Aux termes de l’article L. 2212-2 du même code : « La police municipale a pour objet d’assurer le bon ordre, la sûreté, la sécurité et la salubrité publiques. Elle comprend notamment : 1° Tout ce qui intéresse la sûreté et la commodité du passage dans les rues, quais, places et voies publiques, ce qui comprend le nettoiement, l’éclairage, l’enlèvement des encombrements, la démolition ou la réparation des édifices et monuments funéraires menaçant ruine, l’interdiction de rien exposer aux fenêtres ou autres parties des édifices qui puisse nuire par sa chute ou celle de rien jeter qui puisse endommager les passants ou causer des exhalaisons nuisibles ainsi que le soin de réprimer les dépôts, déversements, déjections, projections de toute matière ou objet de nature à nuire, en quelque manière que ce soit, à la sûreté ou à la commodité du passage ou à la propreté des voies susmentionnées ; 2° Le soin de réprimer les atteintes à la tranquillité publique telles que les rixes et disputes accompagnées d’ameutement dans les rues, le tumulte excité dans les lieux d’assemblée publique, les attroupements, les bruits, les troubles de voisinage, les rassemblements nocturnes qui troublent le repos des habitants et tous actes de nature à compromettre la tranquillité publique ; (…) ».
Par l’arrêté attaqué du 28 mai 2026, le maire de la commune de Savigny-sur-Orge a, sur le fondement de ces dispositions, interdit la circulation et la déambulation piétonne entre les files de voiture sur plusieurs tronçons de voie à grande circulation, en particulier la portion de la RD25 comprise entre la rue Barbusse et la rue de Grand Vaux, les bretelles d’accès à l’autoroute A6 et les voies de décélération et d’accélération, tous les jours de 7h à 22h. L’arrêté retient que les vitesses de circulation constatées sur les sections concernées sont incompatibles avec la présence de piétons et qu’une telle présence est régulièrement constatée sur ces voies, ce qui est d’ailleurs confirmé par les écritures du requérant qui fait état d’un phénomène de mendicité aux abords de l’autoroute. Contrairement à ce que fait valoir M. B…, cet arrêté, qui a pour objet de prévenir les accidents et d’assurer la sécurité des usagers de la voie publique, en interdisant la présence de piétons sur la chaussée ainsi que sur les « bandes d’arrêt d’urgence, terres-pleines centraux, ilots directionnels, bandes dérasées et abords immédiats non protégés » n’a ni pour objet ni pour effet d’interdire aux piétons de franchir le pont de la RD25 en utilisant les trottoirs aménagés sur cet axe. Par suite, M. B…, n’est pas fondé à soutenir que cet arrêté l’obligerait à faire un détour de plusieurs dizaines de minutes pour rejoindre le quartier de Grand-Vaux ou la commune d’Épinay-sur-Orge lors de ses déplacements piétons et qu’il porterait ainsi une atteinte grave et manifestement illégale à sa liberté d’aller et venir.

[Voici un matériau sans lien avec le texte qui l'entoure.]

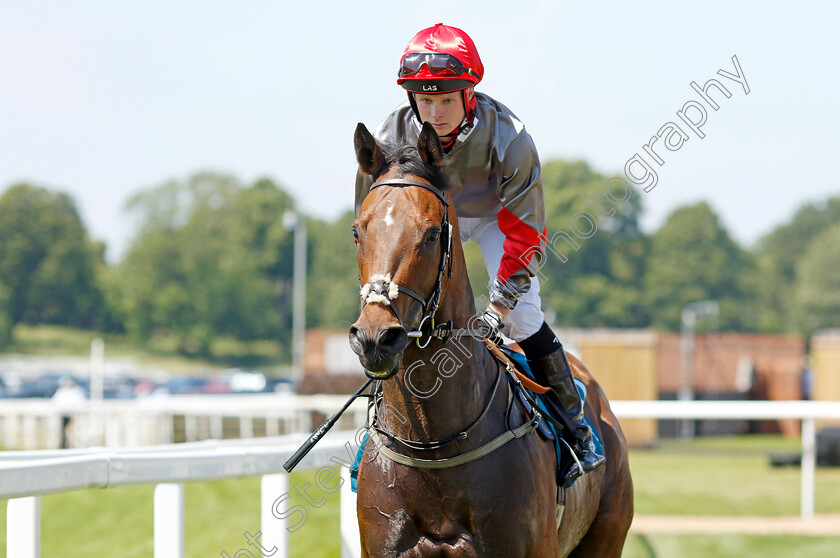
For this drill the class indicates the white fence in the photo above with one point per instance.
(24, 476)
(37, 423)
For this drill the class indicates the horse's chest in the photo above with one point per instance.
(451, 514)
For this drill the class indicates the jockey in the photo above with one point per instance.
(498, 195)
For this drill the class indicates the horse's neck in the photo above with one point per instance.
(443, 388)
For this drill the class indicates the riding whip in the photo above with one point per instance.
(307, 446)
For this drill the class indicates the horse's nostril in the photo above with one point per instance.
(392, 340)
(357, 340)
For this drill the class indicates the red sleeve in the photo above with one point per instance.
(521, 241)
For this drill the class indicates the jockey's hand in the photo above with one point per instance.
(492, 319)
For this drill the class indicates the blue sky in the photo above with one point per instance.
(102, 99)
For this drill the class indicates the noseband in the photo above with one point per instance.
(382, 289)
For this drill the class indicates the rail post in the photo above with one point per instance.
(23, 527)
(274, 533)
(809, 464)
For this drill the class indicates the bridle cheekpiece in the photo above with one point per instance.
(383, 290)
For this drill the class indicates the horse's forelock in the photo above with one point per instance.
(404, 156)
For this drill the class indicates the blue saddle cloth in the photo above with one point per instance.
(547, 429)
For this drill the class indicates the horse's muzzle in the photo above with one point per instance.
(379, 350)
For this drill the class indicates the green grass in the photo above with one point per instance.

Par suite, la requête doit être rejetée en toutes ses conclusions selon la procédure prévue à l’article L. 522-3 du code de justice administrative.
O R D O N N E :
Article 1er : La requête de M. B… est rejetée.
Article 2 : La présente ordonnance sera notifiée à M. A… B….
Fait à Versailles, le 4 juin 2026.
Le juge des référés,
B. Maitre
La République mande et ordonne au préfet de l’Essonne en ce qui le concerne ou à tous commissaires de justice à ce requis en ce qui concerne les voies de droit commun, contre les parties privées, de pourvoir à l’exécution de la présente décision.